Cuando los medios tradicionales se sientan a ver cómo los medios sociales le ganan la carrera

Para nadie es un secreto el poder que las redes sociales alcanzan en estos días en cuanto a nivel informativo y persuasivo se trata. Estas plataformas virtuales han construido poco a poco un mundo paralelo al terrestre en el que existen comunidades de personas con diferentes perfiles (entiéndase características), gustos y sobre todo necesidades.

A estas alturas del partido, cuando hay 861.000 perfiles de Facebook y 104,000 cuentas de Twitter en Costa Rica[1], las personas ya no ingresan a las redes simplemente a socializar o entretenerse sino que, de una u otra forma, buscan satisfacer necesidades. Una de ellas es la de informarse, de la que nadie puede prescindir. La inmediatez de las redes sociales, facilitada ahora por los teléfonos inteligentes, es uno de los factores que fortalecen su poder.

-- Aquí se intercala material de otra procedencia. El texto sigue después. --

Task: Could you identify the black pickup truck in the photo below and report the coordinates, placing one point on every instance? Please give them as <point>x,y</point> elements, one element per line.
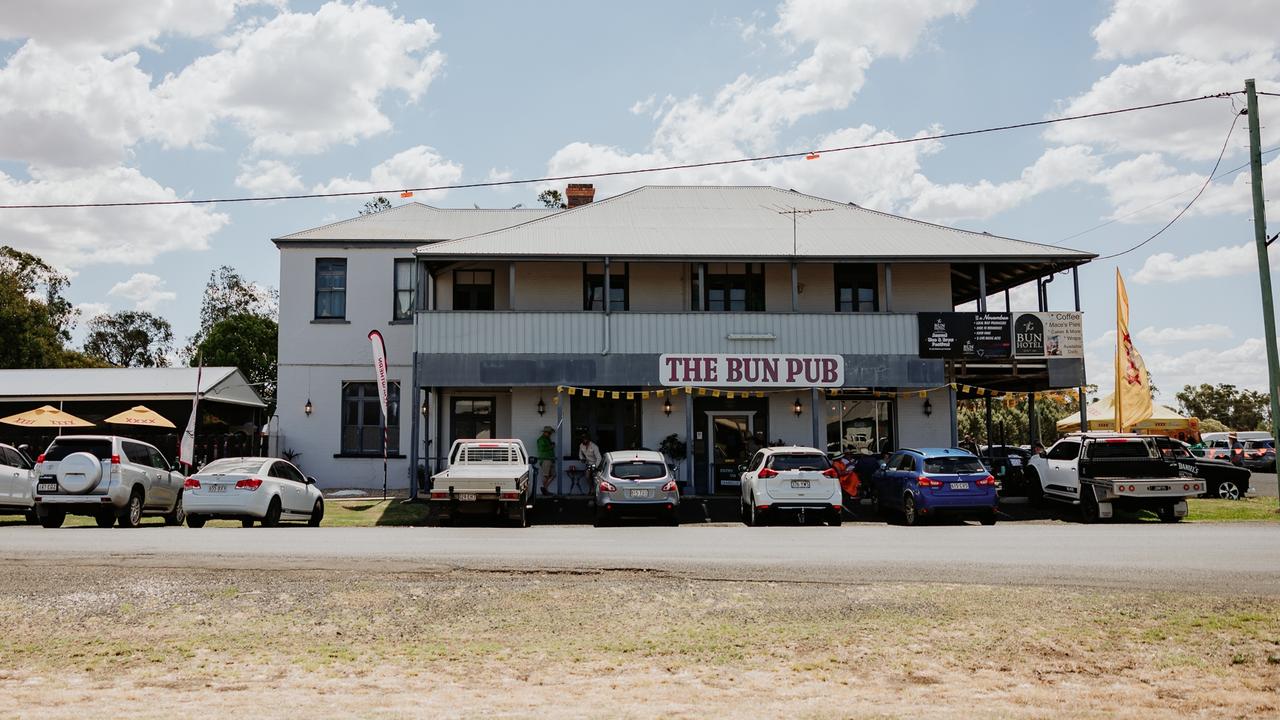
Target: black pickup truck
<point>1221,478</point>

Uno de los ejemplos más claros de la inmediatez, la accesibilidad y el tráfico de las redes sociales se presenta cuando tiembla o hay un partido importante. Las páginas de inicio se llenan de una gran cantidad de comentarios y tweets que hablan de lo primero que se les viene a la mente, que por lo general, no es información relevante.

El punto es que, siete años después de que las redes sociales llegaron, las personas ingresan a estas para informarse y que muchas de las fuentes que publican datos de interés general no son necesariamente los medios de comunicación tradicionales.

Si bien es cierto, algunos de estos medios sobresalen por poner primicias sobre la palestra social, se enfrentan al reto de que para sus ediciones regulares ya la audiencia está enterada de los acontecimientos más importantes.

Esto imprime una cuota de picardía al debate de si morirán los medios tradicionales frente a los sociales. Los primeros tenían sus ventajas ya conocidas como el alcance, el acercamiento gráfico y otras virtudes que cada vez más las redes sociales también ponen a disposición de los públicos.

Sin embargo, hay un punto que los medios tradicionales no pueden contrarrestar: mientras ellos tienen una interacción 1.0, los medios sociales le dan un 2.0 a las personas que justamente es lo que buscan. Ahora todos quieren opinar, presionar y ser parte del cambio. Con excepción de un medio radiofónico, los demás no permiten en sus redes sociales que los usuarios dejen comentarios, y si lo permiten nunca le dan respuestas a las mismas[2] .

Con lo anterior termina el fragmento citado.